Signing Howard would, in some ways, validate Mark Cuban's decision to blow up a championship team. The Lakers center might be one of the biggest headaches in the league, but he's also a supremely gifted player in his prime. Even though last season seemed like a disaster with the Lakers, he still managed to lead the league in rebounding. And Mavs coach Rick Carlisle knows a thing or two about dealing with huge egos. Just look at how he handled the man formally known as Ron Artest in Indiana.
Nowitzki will likely be part of a Mavs delegation that will soon travel to Los Angeles to make its pitch to Howard. Even Cuban himself will take a break from his "Shark Tank" duties and participate in the recruiting process. All this is very exciting...if you're gullible enough to believe anything coming out of the Howard camp.
All you have to do is look at the timing of this story to realize what Howard's attempting to do. With NBA teams preparing to wheel and deal on the day of the annual draft, Howard wants them to keep him in mind. He wants the Rockets and Mavs to make sure to clear enough space to sign him. From this vantage point, what he's hoping to do is scare the Lakers into a sign-and-trade deal with the Los Angeles Clippers. If they truly believe they're about to lose him without getting anything in return, perhaps they will allow Chris Paul and Howard to take over the city. It's hard to imagine something like that happening, but that's not going to keep Howard from trying. Perhaps he's been emboldened by Paul's ability to hand-pick one of the best coaches in the NBA.
The one advantage the Mavs have over the Rockets is a depleted roster. Yes, you read that correctly. In Houston, Howard would have to share the spotlight with a Kobe Bryant-like chucker known as James Harden. This is a man who doesn't have any qualms launching 20 shots (or many more) per game. Nowitzki on the other hand is an incredibly unselfish player. He would welcome the presence of the most dominant center in the game (sorry, Roy).
Howard would eventually wear out his welcome in Dallas, but he's still worth the risk. Unlike Mike D'Antoni, Carlisle wouldn't have a problem adjusting his offense to Howard's strengths. The Mavs coach has shown that he can persuade players previously known for their selfishness to embrace the team concept. An aging Vince Carter could be Exhibit A. Plain and simple, Carlisle is not intimidated by any player. He knew that Jason Kidd had the reputation for taking down head coaches, but he never let that affect any of his dealings with the point guard.
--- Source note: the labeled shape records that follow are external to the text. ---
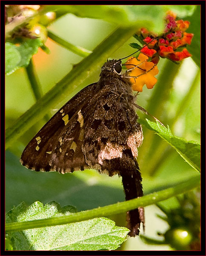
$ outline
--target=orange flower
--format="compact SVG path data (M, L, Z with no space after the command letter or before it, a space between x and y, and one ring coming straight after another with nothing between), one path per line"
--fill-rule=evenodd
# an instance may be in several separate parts
M182 31L185 31L189 27L190 22L188 20L176 20L176 23L177 24L179 29Z
M192 55L187 49L184 48L182 52L176 52L173 53L170 53L168 55L167 57L172 61L179 61L191 56Z
M157 52L157 51L153 49L149 49L147 46L143 47L140 50L144 55L148 57L152 57L152 56Z
M160 50L159 51L160 56L163 58L165 58L169 53L174 52L173 48L172 46L164 46L160 45Z
M187 33L186 32L184 32L183 33L183 37L182 38L182 41L185 44L190 44L191 43L192 39L193 37L194 34L192 33Z
M175 13L175 12L173 12L172 11L171 11L170 10L167 11L166 14L167 15L169 15L172 17L173 17L173 18L175 18L175 19L176 19L176 17L177 17L177 15L176 14L176 13Z
M131 71L130 75L131 76L138 76L137 78L131 78L132 83L132 89L138 92L142 92L142 88L144 84L146 84L148 89L152 89L157 81L157 79L154 76L157 75L159 72L157 67L154 63L148 62L148 57L142 53L140 53L138 59L133 57L130 58L126 62L126 64L139 65L139 67L136 67ZM129 65L126 65L127 68L131 68ZM146 73L146 72L148 73Z
M170 45L173 47L173 49L176 49L177 47L185 44L185 43L183 42L181 39L178 39L174 42L171 42Z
If Carlisle can't find common ground with Howard, then maybe it's a hopeless case.
Prepare to read several more reports like this one in the coming weeks. Howard wants as many teams as possible involved. But if you're a Mavs fan putting all your eggs in the free-agency basket, you're ignoring this organization's history
Cuban and Donnie Nelson have done a remarkable job building around Nowitzki over the past decade. But when it comes to making Nowitzki the second-best player on the roster, they've come up empty.
The only thing we truly know about Howard is that he's wildly unpredictable. And quite honestly that's the only thing that gives the Mavs any chance of landing him.